Fri Apr 8, 2022, 04:53 PM
Apr 2022

However, I’d play a little nice until he arrives in so cal so him mom doesn’t nix the trip. This will allow you to assess his situation while he stays with you to see if a legal action to declare his independence would be in his best interest etc.

Sending you both ❤️❤️❤️

dixiechiken1

(2,113 posts)
2. Can you help him by opening a bank account for/with him when he comes to visit?
Fri Apr 8, 2022, 04:54 PM
Apr 2022

Then, if his employer offers direct deposit, he can go that route so his mom & her partner can't get their hands on it.

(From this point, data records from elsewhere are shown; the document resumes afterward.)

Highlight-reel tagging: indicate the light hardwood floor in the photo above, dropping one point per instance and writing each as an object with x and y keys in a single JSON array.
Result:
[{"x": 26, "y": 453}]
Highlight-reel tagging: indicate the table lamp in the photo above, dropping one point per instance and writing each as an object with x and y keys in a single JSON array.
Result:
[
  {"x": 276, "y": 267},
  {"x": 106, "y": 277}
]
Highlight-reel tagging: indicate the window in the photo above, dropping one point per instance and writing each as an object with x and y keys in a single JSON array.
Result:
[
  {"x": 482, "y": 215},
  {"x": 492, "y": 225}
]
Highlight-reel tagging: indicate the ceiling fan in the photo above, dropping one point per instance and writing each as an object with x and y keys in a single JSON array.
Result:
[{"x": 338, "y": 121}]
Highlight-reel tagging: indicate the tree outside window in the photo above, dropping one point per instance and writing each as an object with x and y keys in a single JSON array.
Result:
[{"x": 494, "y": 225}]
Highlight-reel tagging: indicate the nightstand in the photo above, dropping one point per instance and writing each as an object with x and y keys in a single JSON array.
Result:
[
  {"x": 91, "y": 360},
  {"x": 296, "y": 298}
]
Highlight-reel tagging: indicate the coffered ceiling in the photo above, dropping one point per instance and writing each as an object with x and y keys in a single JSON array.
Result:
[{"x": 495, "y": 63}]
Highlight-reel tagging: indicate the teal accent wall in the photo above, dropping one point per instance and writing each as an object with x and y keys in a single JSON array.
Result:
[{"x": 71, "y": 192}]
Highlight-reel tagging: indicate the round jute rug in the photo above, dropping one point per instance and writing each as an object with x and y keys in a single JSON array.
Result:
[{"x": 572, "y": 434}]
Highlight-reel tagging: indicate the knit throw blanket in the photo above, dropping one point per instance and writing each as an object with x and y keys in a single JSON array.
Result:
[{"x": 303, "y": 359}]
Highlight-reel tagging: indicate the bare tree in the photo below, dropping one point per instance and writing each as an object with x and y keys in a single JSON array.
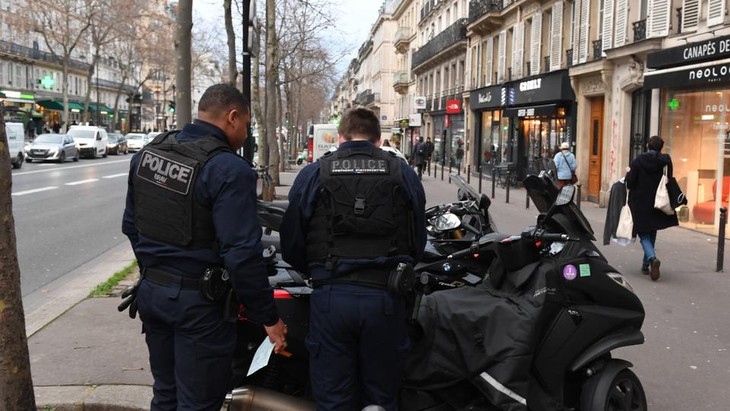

Maybe you can find a nationwide bank with a branch where he lives. If not, it's really not a big deal. Mr Dixie & I used to live in FL and still bank through the credit union there, even though we moved to IL about 10 years ago.

MissB

(15,808 posts)
6. A joint account
Fri Apr 8, 2022, 05:08 PM
Apr 2022

He probably would need some id- call the bank to be sure. I haven’t opened one in a few years but I seem to recall having to bring in more than my license.

2naSalit

(86,612 posts)
9. SS# and two IDs.
Fri Apr 8, 2022, 07:27 PM
Apr 2022

Maybe more but if he just gets a savings acct. it may not be necessary for his parents to know about it.

Joinfortmill

(14,420 posts)
3. So sorry for this child.
Fri Apr 8, 2022, 04:57 PM
Apr 2022

If it was my nephew, this is what I'd do. I'd do what he asked. He knows his parents. I'd 'make nice' with his parents. I'd contact a lawyer for advise on this 'hypothetical' situation. If his parents don't allow him to visit you, depending on the law, he can likely leave home at 17, I'd buy him a ticket to CA. Good luck.